At Espana you see a proliferation of small advertising billboards of small businesses which really cover the whole facade of the building. It is as if the office which put up the advertisement is the only one being housed in it. Ad billboards placed on the upper section of the building, just above the door height, are by restaurants, 2nd hand bookstores, printing and computer shops, etcetera. So while cruising along Espana, you will no longer be able to distinguish in what part you are since the billboards just cover every inch of what would give recognition to a street corner or so. Also buildings showing Spanish influence in their designs are slowly being destroyed instead of preserved.

Along EDSA- this highway is the worst- you can hardly see the beauty of buildings due to the building-size outdoor billboards.
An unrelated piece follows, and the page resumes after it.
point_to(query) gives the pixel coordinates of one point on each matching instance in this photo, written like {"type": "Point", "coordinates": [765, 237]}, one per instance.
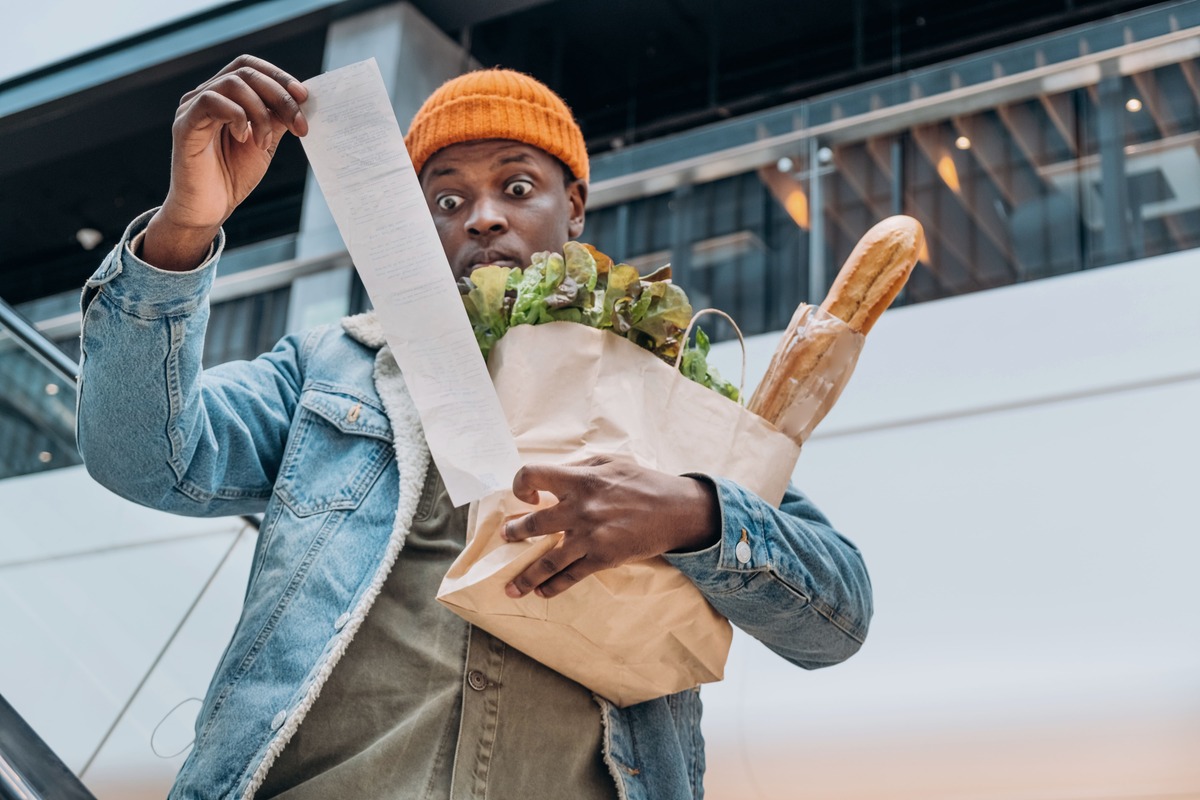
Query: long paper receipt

Everywhere you gaze, there is a huge billboard; even when you look out the car window while passing through a bridge. Your eyes are not allowed to rest at all from the many sights of commercial ads urging you to get lured, to touch, to buy a product. Building-size ads of youthful human models abound, sometimes in elegant clothes, other times in skimpy attire -- a brief or a bikini which are truly irrelevant scenes when one is going to the office, with some faces smiling, pouting, morose and jolly.

Sexy ads
Can you refocus your mind to getting into bed again in bikini while you are riding the train going to Makati? Instead of making you feel refreshed and in great vigor to face the pressures of business and employment, the ads entice you to go back to bed.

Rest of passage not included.